Лаура вернулась в гостиную, и села. Утренняя жара породила мертвую тишину. Лаура оказалась в самом эпицентре этой неземной тишины. Произошел взрыв, но она не почувствовала и не услышала его, хотя и знала, что где-то, вне пределов ее видимости, недосягаемое для органов чувств рвется на куски его сердце, оставляя после себя страдания и хаос.
Дикон бродил несколько часов. Он не обращал внимания на то, куда идет, потому что шел бесцельно, хотя и знал, где завершится его путь. Ему потребовалось немало времени, чтобы добраться туда: не то чтобы это место было далеко или труднодоступно – он уже несколько раз проходил мимо него в разных направлениях. Бар был похож на все остальные. Дикон не боролся с желанием зайти туда, он попросту восстанавливал в уме причиняющие боль подробности, не борясь с обстоятельствами, а поддаваясь им. Вот Мэгги приехала к нему в пляжный домик на пару дней позже; вот она едет в Лондон, оставив мужа в Корнуолле, – у нее дела, финансовые проблемы, визит к тетушке... теперь уже невозможно отделить ложь от правды. Скорее всего, все – ложь: трехдневный пансионат, вечерний сеанс в кино, турецкие бани. Он вспомнил, как она возвращалась в Корнуолл, какую выказывала радость, что снова видит его; как они ходили в бухту; какой она была в постели после возвращения из гостей. Он представил себе, как она ехала по шоссе в сторону Лондона после их последней встречи, и задался вопросом, какова была истинная причина ее поездки.
В баре царила полутьма. Большие медные вентиляторы, расположенные прямо над головой, навевали прохладу. Магнитофон негромко играл джазовую мелодию. Дикон заказал скотч, потом еще один. Начиналось новое путешествие – в место, не обозначенное ни на одной карте.

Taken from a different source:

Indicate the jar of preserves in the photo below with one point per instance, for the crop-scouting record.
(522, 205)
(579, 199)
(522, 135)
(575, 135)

Ласточки превратились в черные силуэты на кобальтовом фоне; их пронзительные крики висели в воздухе, как след от реактивного самолета.
Лаура сидела у открытого окна. Перед ней стояла нетронутая чашка кофе, налитая более двух часов назад. Она дышала натужно и время от времени пользовалась ингалятором. Ей было страшно одной в квартире, но еще больше ее пугало то, что произошло утром. Она провела у окна еще час, прекрасно понимая, что это ни к чему. Дикон не возвращался. Лаура прошлась по квартире, зажигая везде свет, в поисках его записной книжки. Найдя ее, она подошла к телефону и набрала номер. В ожидании ответа она заново оглядывала комнату. Занавески на окнах, деревянный календарь, серебряная рамочка с фотографией. Прошлое можно переустроить, подумалось ей, но нельзя изменить будущее. Одно влечет за собой другое.